蘇韻對此很是讚成:錢放著又不能生錢,反而隻會隨著時間的飛逝而迅速貶值,王家夫婦有這個乾事業的心思,反倒是讓她好做。
否則,她就隻能勸他們想法子買樓囤著等升值了。
說到買樓,其實兩家人都有這個想法了——雖然公屋入住之後,如無大事的話即使發達了房屋署也不會強迫你搬出去,但是香江一直以來都是人多地少住房緊張,他們有錢了還霸著廉租屋,實在也是說不過去。
如今未搬新屋,一來是買樓搬家一事並不是那麼輕易就可以看中買好搬去入住;二來也是舍不得這些老街坊,暫時再住一段時間,多點相處相處,留下以後的美好回憶。
相比於蘇韻和王家夫婦那些心理成熟的人在思考著以後的路,嘉遽嘉祥這兩兄弟,卻是隨著家裡條件的寬裕而越來越活躍了。
“我聽強仔、輝仔他們說,荔園那裡有一隻叫做‘天奴’的大笨象!超級大隻的!還有蓮寶、阿細、好叻、力奇、咪咪、瑪利亞……”王嘉祥數著手指,一點點地給蘇韻介紹那些他從熊孩子群裡聽說到的各種大象鱷魚獅子老虎等觀賞動物的名字。
難得是周末假期,王家的大人都放假在家,可以幫忙照顧蘇阿婆,所以蘇韻現在是少有的空閒時間。
這不,趁她有空,嘉遽嘉祥這兩兄弟就想要帶著她坐巴士去荔園遊樂場玩了。
“裡麵有摩天輪、碰碰車、旋轉木馬……禮拜六、日這兩日還有蒙眼飛刀表演,還有粵劇場和歌壇!”生怕蘇韻不想出門,王嘉遽急忙也補充道。

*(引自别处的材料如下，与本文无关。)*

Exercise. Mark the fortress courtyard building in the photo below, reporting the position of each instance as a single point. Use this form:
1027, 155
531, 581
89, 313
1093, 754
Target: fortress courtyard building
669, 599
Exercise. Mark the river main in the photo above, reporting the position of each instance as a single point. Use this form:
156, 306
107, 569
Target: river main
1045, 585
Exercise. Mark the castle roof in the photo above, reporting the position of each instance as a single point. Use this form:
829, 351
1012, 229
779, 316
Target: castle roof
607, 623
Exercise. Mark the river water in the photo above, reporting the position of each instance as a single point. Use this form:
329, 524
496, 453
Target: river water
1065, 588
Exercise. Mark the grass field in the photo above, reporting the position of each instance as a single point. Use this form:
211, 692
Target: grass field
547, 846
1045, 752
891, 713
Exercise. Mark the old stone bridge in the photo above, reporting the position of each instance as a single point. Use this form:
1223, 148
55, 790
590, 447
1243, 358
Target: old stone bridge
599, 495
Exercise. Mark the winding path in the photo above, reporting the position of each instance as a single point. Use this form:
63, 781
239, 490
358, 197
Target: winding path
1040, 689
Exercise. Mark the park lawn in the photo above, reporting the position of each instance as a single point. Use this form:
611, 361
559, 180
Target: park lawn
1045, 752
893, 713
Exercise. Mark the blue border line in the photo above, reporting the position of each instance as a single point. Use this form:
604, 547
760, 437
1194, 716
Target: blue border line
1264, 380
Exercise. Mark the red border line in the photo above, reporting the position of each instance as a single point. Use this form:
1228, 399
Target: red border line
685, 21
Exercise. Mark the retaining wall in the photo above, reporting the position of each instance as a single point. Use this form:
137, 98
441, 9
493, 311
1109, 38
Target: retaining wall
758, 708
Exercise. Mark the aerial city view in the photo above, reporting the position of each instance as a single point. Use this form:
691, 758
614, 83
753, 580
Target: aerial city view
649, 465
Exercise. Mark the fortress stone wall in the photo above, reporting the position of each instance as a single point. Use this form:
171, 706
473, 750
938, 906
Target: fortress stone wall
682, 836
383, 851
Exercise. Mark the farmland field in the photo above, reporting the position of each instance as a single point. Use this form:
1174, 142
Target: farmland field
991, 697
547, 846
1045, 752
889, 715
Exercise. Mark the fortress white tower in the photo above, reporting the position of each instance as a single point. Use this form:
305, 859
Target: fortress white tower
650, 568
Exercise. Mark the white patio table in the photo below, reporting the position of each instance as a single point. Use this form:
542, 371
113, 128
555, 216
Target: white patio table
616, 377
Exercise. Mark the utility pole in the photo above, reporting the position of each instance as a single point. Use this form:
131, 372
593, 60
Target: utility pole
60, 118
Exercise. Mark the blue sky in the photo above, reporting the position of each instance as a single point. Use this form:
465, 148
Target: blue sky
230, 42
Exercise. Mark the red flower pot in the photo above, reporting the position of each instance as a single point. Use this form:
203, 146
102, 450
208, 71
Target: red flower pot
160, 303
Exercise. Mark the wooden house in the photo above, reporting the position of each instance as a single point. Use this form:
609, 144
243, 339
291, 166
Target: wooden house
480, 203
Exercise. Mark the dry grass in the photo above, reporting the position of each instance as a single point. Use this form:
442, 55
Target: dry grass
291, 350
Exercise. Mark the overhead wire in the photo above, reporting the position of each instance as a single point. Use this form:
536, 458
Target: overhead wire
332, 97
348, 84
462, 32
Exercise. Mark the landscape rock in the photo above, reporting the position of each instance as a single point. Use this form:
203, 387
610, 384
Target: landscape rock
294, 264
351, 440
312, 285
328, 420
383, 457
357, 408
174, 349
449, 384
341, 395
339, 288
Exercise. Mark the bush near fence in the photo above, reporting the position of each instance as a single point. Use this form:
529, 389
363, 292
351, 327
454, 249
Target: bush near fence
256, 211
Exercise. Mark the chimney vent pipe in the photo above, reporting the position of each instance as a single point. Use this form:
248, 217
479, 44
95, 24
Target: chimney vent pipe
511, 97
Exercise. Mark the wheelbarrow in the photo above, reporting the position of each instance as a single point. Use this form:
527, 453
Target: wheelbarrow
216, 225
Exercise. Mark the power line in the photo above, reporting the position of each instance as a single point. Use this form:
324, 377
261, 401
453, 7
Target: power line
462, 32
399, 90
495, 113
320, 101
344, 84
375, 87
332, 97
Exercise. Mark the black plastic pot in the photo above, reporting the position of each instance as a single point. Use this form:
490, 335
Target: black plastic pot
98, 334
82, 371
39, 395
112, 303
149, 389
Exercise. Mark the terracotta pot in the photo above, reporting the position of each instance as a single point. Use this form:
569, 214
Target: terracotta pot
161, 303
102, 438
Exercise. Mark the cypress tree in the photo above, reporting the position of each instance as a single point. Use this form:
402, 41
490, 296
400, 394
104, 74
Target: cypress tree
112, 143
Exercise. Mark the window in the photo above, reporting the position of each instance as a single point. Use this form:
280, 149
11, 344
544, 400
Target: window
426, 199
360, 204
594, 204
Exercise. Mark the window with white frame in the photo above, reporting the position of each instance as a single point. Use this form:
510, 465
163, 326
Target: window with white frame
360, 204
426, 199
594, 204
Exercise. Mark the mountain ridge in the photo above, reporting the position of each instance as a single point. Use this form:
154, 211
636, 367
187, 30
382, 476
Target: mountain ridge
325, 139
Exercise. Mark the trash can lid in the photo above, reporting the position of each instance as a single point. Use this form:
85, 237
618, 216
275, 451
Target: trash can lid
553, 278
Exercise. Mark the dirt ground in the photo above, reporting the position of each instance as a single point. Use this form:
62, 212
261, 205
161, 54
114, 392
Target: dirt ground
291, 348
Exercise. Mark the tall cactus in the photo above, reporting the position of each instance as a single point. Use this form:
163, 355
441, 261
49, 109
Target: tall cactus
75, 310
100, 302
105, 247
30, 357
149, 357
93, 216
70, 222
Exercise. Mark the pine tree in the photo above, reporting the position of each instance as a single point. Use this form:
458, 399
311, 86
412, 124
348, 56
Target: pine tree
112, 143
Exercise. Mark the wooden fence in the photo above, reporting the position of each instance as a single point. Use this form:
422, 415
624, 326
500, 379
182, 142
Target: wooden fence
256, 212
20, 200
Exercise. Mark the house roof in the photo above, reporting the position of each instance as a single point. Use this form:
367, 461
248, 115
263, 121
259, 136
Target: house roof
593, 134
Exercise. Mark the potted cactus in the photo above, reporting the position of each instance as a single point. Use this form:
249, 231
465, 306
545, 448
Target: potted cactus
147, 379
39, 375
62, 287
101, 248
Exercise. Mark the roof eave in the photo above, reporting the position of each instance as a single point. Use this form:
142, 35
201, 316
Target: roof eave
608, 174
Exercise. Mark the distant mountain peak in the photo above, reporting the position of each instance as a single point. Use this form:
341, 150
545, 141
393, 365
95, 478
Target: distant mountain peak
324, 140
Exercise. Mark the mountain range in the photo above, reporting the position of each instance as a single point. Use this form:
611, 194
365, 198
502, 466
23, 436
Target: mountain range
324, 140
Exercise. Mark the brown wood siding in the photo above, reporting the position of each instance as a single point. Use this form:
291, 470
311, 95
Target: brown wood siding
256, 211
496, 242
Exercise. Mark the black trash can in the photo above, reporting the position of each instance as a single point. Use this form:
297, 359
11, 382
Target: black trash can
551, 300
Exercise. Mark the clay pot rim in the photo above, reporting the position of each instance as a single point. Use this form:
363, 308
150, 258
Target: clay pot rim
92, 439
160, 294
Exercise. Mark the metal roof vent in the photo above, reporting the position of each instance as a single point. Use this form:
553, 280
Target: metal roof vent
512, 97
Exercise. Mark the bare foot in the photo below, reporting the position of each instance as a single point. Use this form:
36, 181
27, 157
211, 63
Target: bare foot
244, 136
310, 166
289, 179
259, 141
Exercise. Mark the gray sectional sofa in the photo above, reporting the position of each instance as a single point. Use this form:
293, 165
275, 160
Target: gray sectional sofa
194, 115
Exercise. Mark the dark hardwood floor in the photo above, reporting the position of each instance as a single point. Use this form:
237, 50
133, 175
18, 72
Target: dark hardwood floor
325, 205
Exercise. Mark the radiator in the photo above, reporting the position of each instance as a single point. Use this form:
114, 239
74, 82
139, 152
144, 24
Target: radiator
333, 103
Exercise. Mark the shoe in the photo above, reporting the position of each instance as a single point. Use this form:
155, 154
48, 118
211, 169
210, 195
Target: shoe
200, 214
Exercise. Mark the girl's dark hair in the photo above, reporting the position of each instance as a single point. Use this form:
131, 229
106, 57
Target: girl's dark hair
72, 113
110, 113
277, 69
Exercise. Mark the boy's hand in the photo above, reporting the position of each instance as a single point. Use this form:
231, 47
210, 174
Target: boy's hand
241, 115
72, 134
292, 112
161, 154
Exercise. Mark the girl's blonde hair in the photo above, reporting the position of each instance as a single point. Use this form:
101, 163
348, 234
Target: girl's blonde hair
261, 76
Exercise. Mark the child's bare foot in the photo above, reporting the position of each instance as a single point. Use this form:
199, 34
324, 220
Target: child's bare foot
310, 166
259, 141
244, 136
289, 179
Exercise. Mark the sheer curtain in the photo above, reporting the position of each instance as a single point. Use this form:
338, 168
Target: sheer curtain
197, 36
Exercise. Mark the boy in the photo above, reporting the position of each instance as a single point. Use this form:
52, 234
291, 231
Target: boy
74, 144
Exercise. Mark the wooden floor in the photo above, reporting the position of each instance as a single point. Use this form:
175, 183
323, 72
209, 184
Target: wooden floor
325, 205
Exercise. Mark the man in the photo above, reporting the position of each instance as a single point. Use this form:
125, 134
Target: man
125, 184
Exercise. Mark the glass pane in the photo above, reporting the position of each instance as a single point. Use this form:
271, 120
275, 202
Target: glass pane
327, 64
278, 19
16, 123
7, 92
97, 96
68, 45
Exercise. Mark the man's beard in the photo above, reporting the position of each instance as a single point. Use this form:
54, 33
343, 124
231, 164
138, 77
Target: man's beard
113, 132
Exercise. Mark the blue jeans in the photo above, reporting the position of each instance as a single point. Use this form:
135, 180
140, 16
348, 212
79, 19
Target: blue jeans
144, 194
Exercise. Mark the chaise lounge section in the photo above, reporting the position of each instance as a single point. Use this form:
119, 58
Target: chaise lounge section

“好吧,我們一起去就是了。”蘇韻拗不過這倆熊孩子,隻能和蘇阿婆說了一聲,收拾收拾就準備出門。
蘇阿婆滿眼是笑:“去吧去吧,囡囡你成日都在家裡照顧我,也累了,今日那麼多人在家,你就跟嘉遽他們出去玩玩放鬆放鬆。”
“耶!”確認蘇韻會一起出門,嘉遽嘉祥這倆熊孩子立刻興高采烈地擊了一下掌。
蘇韻失笑:因為之前要忙著擺攤賺錢和準備比賽,之後又要照顧蘇阿婆,在屋邨的熊孩子眼裡,她很長一段時間都沒和他們一起去蘇屋邨後麵的山上玩了。
蘇屋邨後山連接眾多山脈,小動物特彆多,山上那成群的猴子更是屋邨裡出了名的惡霸,時不時就竄到屋邨裡偷食物都算了,還大搖大擺地在行人通道上走來走去。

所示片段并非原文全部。